BlackBerry Vulnerability Could Allow Access to Enterprise Server

A vulnerability exists in some components of BlackBerry mobile devices that could grant attackers access to instances of the company’s Enterprise Server (BES), according to Research in Motion (RIM), which issued an alert and released a patch for the vulnerability last week via its Knowledge Base support site. BES, the software implicated by the vulnerability, helps companies deploy BlackBerry devices.

A vulnerability exists in some components of BlackBerry mobile devices that could grant attackers access to instances of the company’s Enterprise Server (BES), according to Research in Motion (RIM), which issued an alert and released a patch for the vulnerability last week via its Knowledge Base support site. BES, the software implicated by the vulnerability, helps companies deploy BlackBerry devices.

The high severity advisory involves the way the phone views Tagged Image File Format (TIFF) files, specifically the way the phone’s Mobile Data System Connection Service and Messaging Agent processes and renders the images.
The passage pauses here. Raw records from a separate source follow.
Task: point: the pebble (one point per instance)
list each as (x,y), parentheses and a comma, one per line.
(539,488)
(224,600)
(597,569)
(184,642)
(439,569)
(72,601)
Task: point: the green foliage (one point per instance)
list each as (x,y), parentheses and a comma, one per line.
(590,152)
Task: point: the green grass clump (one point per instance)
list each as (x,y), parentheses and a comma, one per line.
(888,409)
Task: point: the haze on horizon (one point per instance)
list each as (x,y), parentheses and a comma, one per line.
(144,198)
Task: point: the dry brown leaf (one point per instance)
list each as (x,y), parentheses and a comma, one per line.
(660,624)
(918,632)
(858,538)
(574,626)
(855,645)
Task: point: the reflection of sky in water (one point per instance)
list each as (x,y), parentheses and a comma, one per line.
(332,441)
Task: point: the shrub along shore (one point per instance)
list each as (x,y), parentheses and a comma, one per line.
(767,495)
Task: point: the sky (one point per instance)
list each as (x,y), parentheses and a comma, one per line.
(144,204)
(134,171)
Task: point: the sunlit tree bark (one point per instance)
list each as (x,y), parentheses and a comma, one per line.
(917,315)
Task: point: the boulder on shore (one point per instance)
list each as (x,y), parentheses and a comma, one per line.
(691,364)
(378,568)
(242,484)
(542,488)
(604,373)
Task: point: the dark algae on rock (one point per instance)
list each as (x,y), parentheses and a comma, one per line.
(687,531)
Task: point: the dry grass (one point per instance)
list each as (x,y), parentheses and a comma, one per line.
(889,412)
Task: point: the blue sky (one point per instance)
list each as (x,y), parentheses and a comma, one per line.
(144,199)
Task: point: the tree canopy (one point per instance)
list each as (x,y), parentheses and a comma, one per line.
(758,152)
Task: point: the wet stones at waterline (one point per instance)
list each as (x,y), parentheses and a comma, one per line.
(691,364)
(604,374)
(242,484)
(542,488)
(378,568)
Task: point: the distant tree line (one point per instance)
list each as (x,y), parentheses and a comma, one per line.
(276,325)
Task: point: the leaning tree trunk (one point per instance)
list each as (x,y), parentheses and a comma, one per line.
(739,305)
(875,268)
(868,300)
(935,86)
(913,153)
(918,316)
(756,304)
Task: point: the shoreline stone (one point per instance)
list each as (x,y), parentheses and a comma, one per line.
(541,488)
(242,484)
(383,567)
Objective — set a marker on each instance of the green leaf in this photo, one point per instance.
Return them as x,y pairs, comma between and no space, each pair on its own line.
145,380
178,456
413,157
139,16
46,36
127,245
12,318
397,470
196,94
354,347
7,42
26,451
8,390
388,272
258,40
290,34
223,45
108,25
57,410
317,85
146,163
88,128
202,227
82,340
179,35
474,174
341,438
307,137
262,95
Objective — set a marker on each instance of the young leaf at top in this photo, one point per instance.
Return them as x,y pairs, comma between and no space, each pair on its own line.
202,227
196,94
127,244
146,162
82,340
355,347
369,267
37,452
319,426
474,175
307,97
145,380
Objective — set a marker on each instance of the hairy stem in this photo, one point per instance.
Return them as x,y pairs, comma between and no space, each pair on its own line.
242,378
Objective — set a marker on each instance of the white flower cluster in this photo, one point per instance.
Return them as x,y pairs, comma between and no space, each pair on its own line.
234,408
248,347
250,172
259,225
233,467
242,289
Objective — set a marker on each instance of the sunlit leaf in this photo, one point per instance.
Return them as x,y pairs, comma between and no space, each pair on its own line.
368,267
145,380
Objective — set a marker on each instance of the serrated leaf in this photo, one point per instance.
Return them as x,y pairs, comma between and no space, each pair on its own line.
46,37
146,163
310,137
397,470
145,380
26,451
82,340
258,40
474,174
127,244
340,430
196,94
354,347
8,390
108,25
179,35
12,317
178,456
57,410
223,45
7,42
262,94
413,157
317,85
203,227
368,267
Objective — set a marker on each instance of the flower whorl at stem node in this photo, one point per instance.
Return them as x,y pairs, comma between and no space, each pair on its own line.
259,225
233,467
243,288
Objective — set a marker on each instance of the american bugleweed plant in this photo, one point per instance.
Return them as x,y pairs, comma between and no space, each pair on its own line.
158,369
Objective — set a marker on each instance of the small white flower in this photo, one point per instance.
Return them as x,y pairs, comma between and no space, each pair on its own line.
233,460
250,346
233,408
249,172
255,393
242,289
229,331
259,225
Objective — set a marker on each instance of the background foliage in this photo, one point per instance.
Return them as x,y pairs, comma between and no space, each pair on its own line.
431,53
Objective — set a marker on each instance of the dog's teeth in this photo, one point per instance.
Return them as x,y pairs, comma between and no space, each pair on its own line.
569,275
An attacker could rig a TIFF image with malware and get a user to either view the image via a specially crafted website or send it to the user via email or instant message. The last two exploit vectors could make it so the user wouldn’t have to click the link or image, or view the email or instant message, for the attack to prove successful. Once executed, an attacker could access and execute code on Blackberry’s Enterprise Server. According to the advisory, an attacker could also “extend access to other non-segmented parts of the network,” depending on privileges.

While RIM notes that it isn’t aware of any attacks using the vulnerability currently targeting BES customers, it’s still encouraging them to update to the most recent version, 5.0.4 MR2 or apply an interim security update (.PDF) that fixes the TIFF vulnerability by subbing out the affected image.dll file and replacing it with a clean one.

The vulnerability sounds almost identical to one from 2011 that affected BES, along with other versions of BES for Exchange, Lotus Domino and Novell. That problem – which in addition to TIFF files, could also be exploited through malicious PNG files – appears to have been just as severe as last week’s. Since both vulnerabilities allowed remote arbitrary code execution, both were highly critical, with each receiving a Common Vulnerability Scoring System (CVSS) score of 10.0.